CHRISTIAN ETHICIST LOOKS AT SOME ISSUES THAT WE WILL STRUGGLE TO APPLY OUR ETHICAL PRINCIPLES TO

The Problem Of Right Conduct, A Text-Book Of Christian Ethics, by Peter Green is one of the best Christian expositions of ethics I have ever come across.  It tells us what Christians stand for whether they realise it or not.

Green takes the traditional Christian position that animals have no rights (page 272). He argues against cruelty to them on the grounds that God cares for them and cannot be indifferent to their suffering. He says that our own character is degraded by cruelty and it makes us worse. He says that we harm our neighbour by hurting animals because it corrupts him if he does not care and shocks him if he does. He takes the position then that the duty to care for animals has nothing to do with them having any rights. I’m sure Green wouldn’t believe that babies at a very early stage of development in the womb which are lower in consciousness than grown animals have no rights! He would oppose abortion.

Green believes that sometimes there is no right thing to do like when a woman cheats on her husband and repents she has to hide it from him though he has a right to know and does it for his sake and hers (page 159). Her hiding it is bad and so is her not hiding it so she cannot win.

I totally object to his claim that for a married couple to use birth control to avoid the pains and troubles of rearing children is immoral for it is selfish (page 233). He however rejects the view that birth control is always wrong. He thinks that to forbid birth control always may be as silly as saying that a girl eating a chocolate between meals is unnatural sin for she does not need it for her nourishment. So sex just for fun cannot be wrong when undertaken within marriage. But if he is right about it being wrong to selfishly want to avoid children that means that a couple who can have more children but don’t want them are sinning. Also he is restricting the right to marry to the well off for only people who are willing to have and can have as many children as possible should get married. If it is selfish to have sex and to intend no children, what is it to not want a partner in marriage at all?

Green rejects the view that people can morally get divorced just because a partner ends up in jail for life (page 230). He rejects the Roman Catholic doctrine that a marriage is invalid if it takes place in a Register Office (page 212) for all that is necessary is for a man to take his wife to live with him for the rest of his and her life. The Roman Church just wants to break up couples married that way for the hell of it. It forces gay couples to break up and it is trying to legitimise adultery when the marriage was solemnised in a Register Office. The truth about marriage is that it is about having sex with nobody else until death they do part and is not about parting when love ceases. The living together is not even important and it is enough to have sex once. Marriage is not about love but about sex and power which is why thoughtful Humanists do not believe in it. When it is about sex that might not be very good then logically divorce is wrong for divorcing is done for the sake of happiness and marriage treats happiness with indifference. And why should a wife not divorce her jailbird husband if she is allowed to divorce him for a once-off act of adultery that should not have bothered her excessively?  

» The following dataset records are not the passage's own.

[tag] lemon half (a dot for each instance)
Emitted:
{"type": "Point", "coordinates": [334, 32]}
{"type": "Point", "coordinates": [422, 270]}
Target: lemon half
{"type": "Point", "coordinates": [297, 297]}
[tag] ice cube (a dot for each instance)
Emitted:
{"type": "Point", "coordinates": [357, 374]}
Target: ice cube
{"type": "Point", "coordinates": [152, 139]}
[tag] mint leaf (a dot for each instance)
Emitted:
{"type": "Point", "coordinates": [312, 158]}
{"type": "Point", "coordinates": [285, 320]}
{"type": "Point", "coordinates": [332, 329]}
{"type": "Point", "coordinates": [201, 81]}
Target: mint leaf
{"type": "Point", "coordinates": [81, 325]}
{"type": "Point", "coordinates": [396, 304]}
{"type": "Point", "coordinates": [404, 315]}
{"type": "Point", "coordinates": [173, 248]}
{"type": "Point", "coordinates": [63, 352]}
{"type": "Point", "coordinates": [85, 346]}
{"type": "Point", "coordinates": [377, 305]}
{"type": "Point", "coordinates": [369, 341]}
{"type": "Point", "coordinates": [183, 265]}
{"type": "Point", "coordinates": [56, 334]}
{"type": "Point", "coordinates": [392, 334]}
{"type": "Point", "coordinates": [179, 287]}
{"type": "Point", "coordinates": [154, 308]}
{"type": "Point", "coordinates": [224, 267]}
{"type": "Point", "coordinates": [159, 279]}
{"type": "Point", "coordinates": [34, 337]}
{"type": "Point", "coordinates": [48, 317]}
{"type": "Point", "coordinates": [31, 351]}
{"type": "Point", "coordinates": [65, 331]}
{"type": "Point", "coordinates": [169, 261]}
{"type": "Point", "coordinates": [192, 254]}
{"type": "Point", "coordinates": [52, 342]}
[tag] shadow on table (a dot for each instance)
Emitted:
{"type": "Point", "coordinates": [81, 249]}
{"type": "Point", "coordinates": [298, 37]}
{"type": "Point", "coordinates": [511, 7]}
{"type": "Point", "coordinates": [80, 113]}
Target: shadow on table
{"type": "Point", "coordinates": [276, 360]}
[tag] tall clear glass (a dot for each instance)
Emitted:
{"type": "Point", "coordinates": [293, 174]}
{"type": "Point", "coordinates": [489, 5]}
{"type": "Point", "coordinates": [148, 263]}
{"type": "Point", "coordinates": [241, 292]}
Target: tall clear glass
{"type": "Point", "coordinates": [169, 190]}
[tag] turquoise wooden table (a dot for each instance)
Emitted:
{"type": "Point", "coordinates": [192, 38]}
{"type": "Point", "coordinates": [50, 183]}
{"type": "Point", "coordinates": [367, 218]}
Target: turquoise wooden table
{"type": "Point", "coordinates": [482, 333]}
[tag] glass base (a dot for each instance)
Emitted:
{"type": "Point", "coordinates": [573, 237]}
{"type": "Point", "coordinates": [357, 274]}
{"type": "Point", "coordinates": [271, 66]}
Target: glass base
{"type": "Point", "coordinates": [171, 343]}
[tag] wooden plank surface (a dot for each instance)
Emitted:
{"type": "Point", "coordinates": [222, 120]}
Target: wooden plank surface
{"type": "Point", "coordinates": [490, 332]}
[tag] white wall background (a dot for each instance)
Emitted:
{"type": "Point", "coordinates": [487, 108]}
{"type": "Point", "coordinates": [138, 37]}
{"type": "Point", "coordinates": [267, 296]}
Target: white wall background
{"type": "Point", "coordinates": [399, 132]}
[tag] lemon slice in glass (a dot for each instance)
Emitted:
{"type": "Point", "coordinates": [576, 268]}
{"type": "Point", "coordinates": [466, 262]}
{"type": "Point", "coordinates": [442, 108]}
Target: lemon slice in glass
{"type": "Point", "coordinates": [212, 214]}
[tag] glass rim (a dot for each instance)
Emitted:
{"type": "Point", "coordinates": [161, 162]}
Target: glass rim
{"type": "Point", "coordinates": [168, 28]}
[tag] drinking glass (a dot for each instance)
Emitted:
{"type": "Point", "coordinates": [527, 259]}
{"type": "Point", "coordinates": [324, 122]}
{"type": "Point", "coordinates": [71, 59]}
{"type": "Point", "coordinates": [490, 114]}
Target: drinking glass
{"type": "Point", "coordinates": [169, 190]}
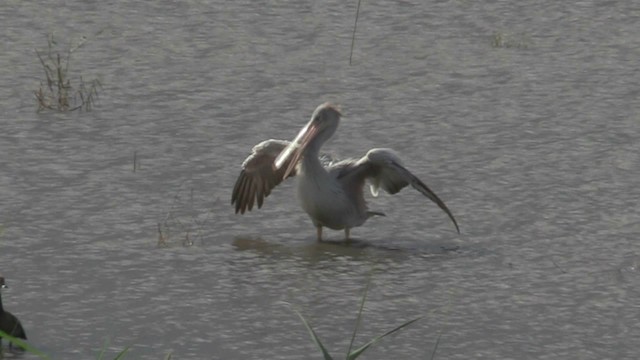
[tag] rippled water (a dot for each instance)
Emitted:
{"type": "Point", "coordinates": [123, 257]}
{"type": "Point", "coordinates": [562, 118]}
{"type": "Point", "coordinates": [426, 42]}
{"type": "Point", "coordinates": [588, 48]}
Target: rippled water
{"type": "Point", "coordinates": [522, 116]}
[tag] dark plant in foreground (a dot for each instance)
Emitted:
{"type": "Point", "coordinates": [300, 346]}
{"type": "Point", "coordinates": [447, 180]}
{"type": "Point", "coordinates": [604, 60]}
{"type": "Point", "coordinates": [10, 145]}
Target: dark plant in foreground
{"type": "Point", "coordinates": [353, 354]}
{"type": "Point", "coordinates": [57, 92]}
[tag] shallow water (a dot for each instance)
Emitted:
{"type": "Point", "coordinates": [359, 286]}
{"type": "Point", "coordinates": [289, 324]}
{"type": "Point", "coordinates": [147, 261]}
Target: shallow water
{"type": "Point", "coordinates": [532, 144]}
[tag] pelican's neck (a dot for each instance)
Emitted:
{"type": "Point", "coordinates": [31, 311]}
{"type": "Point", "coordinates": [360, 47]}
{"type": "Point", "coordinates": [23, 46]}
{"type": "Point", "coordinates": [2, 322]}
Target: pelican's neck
{"type": "Point", "coordinates": [310, 162]}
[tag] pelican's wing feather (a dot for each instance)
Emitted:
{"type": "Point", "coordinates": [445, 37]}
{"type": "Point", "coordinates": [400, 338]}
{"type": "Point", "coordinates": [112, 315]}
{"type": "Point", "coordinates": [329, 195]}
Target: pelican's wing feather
{"type": "Point", "coordinates": [259, 175]}
{"type": "Point", "coordinates": [384, 169]}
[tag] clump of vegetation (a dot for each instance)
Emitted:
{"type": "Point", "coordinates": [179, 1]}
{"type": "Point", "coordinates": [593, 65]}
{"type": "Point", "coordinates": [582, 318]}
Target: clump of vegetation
{"type": "Point", "coordinates": [57, 92]}
{"type": "Point", "coordinates": [183, 221]}
{"type": "Point", "coordinates": [503, 40]}
{"type": "Point", "coordinates": [353, 354]}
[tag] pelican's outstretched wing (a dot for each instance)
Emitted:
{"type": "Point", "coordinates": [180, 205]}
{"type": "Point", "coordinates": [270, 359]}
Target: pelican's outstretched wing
{"type": "Point", "coordinates": [259, 175]}
{"type": "Point", "coordinates": [383, 169]}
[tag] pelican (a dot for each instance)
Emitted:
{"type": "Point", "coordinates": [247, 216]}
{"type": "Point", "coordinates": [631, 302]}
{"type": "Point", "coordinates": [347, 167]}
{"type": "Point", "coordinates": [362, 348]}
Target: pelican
{"type": "Point", "coordinates": [332, 196]}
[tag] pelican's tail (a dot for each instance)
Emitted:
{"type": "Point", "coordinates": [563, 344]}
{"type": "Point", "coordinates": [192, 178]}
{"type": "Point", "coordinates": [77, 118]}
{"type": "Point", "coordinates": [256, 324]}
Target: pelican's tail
{"type": "Point", "coordinates": [374, 213]}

He says that anger should never be allowed to become an emotion but allows intellectual anger which is seeing that something should not be (page 192). Emotional anger would then be an act of hate for it is totally unnecessary and dangerous.

He lists the reasons for punishment which are retribution, to prevent injury to the innocent, to deter others from doing wrong, and to reform the criminal (pages 256-259). It seems to me that if Christians really love their enemies the main reason for punishment will be to help the criminal to reform. Funny how the Church teaches that the law of the land has to be upheld by punishing to be a law and still it allows you to not turn yourself in if you commit a murder. Well it is funny if you consider hypocrisy funny!

He sees the deterrence element in punishment as something the criminal can do for society to undo some of the damage (page 259). Is this interest in society compatible with Humanist individualism? Yes for the criminal needs to be part of society to practice this individualism. He is condemned by the law he himself wants and upholds. Anyway, it is not Christian to expect anything from other people. The prophet, St Paul stated that it is better to give than to receive.